Archive for the 'Bridge Pattern' Category

An ActionScript Bridge Design Pattern: Flexibility Making Backdrops

Like most of the design patterns we’ve dealt with both in our book and on this blog we like to start with a minimalist example and then provide a more concrete and useful example. With the Bridge design pattern, the example is fairly minimalist, but it has been designed to create graphic backdrops for video objects. So, while not exactly minimalist and certainly not abstract, the Bridge example here is still fairly simple. (Well, at least as simple as design patterns ever get.) Besides, it accomplished something I needed.

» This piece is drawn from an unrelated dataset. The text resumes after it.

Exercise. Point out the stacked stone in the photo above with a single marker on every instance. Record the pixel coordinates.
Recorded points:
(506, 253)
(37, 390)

Bridge Over Untroubled Waters

With most design patterns I’ve found that their abstract concepts are clearer than their actual creation. (The Mediator design pattern in this blog is a good example.) However, with the Bridge, I found that the concept was a bit muddled, but making a Bridge design pattern that actually accomplished something useful was relatively simple. To get started, take a look at the class diagram in Figure 1:

Figure 1: Bridge Class Diagram

The intent of the Bridge pattern is to decouple an abstraction from its implementation so that the two can vary independently. (GoG 151) If you don’t think about that much, it sounds like a good idea to keep an application from grinding its gears when a change is made in either the abstraction or implementation. The Freemans (Head First Design Patterns, pp. 612-613) have a great example—a universal remote control. The remote control is the abstraction and a TV set is the implementor. Concrete implementors are the different brands of TVs. As new technology arises, the remote control can be updated with new gizmos. Likewise, the TV sets can also be updated and different brands will have their own unique features. A good Bridge design will allow each to be changed without breaking the other. So far so good.